Bolsonaro tenta desobstruir seu canal com os parlamentares e escalou o novo chefe da Casa Civil para conversar com o presidente da Câmara, Rodrigo Maia (DEM-RJ). O presidente eleito havia desmarcado encontro com Maia e com o presidente do Senado, Eunício Oliveira (MDB-CE), durante a semana, sinalizando que a relação com o Legislativo não era prioridade da transição.
Aliados do capitão reformado, porém, dizem que o desconforto mudou de patamar após alguns episódios e alcançou deputados e senadores do PSL e do próprio partido de Onyx, o DEM.
O principal argumento é que Onyx não atende ligações e não trabalha para melhorar seu trânsito no Congresso. Segundo parlamentares, é mais fácil falar com Bolsonaro.

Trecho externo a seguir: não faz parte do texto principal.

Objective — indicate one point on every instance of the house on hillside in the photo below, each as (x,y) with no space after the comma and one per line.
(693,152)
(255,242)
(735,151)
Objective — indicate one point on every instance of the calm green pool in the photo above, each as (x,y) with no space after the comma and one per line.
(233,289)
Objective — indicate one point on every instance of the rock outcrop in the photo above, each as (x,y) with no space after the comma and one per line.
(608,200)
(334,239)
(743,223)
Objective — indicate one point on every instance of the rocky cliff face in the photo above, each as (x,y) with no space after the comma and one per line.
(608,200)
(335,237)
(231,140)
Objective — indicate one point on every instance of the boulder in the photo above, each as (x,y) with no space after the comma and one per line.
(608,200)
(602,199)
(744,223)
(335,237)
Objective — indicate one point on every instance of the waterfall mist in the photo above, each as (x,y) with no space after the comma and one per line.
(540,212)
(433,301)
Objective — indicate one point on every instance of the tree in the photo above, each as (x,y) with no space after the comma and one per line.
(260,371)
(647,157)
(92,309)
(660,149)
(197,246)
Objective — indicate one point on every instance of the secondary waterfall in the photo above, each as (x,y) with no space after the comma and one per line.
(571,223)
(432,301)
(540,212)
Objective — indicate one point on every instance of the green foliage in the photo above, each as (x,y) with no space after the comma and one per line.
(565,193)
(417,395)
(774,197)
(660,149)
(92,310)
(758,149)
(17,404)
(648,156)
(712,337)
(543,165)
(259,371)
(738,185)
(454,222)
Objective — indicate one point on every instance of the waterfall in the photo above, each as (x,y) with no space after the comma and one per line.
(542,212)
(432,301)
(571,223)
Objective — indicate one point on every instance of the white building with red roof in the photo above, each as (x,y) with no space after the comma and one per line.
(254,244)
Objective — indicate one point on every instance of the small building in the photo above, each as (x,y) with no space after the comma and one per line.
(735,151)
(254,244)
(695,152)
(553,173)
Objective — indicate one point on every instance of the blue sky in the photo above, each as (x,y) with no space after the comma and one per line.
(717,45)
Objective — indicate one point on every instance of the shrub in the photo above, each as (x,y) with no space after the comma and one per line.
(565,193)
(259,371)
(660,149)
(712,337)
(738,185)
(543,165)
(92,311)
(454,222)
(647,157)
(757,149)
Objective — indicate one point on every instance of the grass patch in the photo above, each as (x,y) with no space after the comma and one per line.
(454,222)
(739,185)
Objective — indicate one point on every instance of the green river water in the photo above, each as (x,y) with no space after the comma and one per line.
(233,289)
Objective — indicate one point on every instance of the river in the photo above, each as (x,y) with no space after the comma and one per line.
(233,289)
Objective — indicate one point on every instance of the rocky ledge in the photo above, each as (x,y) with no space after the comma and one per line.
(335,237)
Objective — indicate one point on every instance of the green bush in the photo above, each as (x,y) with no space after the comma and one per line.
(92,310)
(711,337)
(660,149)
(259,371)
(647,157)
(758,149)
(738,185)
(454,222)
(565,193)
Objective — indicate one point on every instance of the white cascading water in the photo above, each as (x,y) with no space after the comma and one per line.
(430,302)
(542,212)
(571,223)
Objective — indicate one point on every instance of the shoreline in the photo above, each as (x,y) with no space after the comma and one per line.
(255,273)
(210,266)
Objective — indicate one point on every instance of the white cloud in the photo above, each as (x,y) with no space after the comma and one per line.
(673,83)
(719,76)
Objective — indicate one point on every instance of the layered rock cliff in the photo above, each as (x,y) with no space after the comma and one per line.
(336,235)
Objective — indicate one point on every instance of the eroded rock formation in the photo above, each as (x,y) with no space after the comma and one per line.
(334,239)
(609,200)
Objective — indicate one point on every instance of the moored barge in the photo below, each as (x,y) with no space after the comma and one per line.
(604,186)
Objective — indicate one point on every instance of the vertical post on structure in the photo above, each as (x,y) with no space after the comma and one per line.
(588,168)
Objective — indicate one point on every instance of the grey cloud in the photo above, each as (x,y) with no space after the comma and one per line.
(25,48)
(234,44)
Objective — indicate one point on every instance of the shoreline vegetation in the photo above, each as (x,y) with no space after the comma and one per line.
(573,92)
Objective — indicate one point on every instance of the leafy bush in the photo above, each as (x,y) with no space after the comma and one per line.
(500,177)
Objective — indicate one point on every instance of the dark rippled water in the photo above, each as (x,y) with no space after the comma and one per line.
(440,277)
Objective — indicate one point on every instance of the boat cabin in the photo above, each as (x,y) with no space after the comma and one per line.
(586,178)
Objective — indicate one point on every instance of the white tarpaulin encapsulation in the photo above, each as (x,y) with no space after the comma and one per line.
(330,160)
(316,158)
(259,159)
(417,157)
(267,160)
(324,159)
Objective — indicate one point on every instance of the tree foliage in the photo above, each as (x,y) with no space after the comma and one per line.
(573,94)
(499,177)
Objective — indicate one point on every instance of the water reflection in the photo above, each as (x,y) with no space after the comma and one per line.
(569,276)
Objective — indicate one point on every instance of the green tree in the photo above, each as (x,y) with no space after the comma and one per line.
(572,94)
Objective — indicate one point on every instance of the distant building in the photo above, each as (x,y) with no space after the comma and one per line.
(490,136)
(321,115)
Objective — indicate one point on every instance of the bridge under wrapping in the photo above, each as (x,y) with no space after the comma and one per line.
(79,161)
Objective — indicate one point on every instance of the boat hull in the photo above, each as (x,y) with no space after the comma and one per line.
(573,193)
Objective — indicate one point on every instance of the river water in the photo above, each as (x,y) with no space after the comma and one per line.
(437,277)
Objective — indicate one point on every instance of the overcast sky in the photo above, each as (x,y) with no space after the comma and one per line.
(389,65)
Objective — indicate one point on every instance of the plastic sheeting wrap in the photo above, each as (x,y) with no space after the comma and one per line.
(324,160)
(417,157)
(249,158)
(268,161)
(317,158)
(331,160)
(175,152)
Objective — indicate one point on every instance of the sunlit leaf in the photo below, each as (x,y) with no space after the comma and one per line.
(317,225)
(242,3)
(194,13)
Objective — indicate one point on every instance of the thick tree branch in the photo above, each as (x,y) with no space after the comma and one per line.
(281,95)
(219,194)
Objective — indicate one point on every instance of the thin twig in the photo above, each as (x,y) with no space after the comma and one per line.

A relação do deputado gaúcho com líderes da Câmara nunca foi boa, mas piorou bastante. O capital político de Onyx é ainda mais estreito no Senado. Eunício, por exemplo, afirmou a aliados de Bolsonaro que conversa com "qualquer pessoa", menos com o futuro ministro da Casa Civil e com o senador Magno Malta (PR-ES), que também pode assumir um cargo na Esplanada.
Aliados do presidente eleito não concordam com a estratégia de isolar Eunício. Parlamentares mais experientes dizem que é preciso cautela.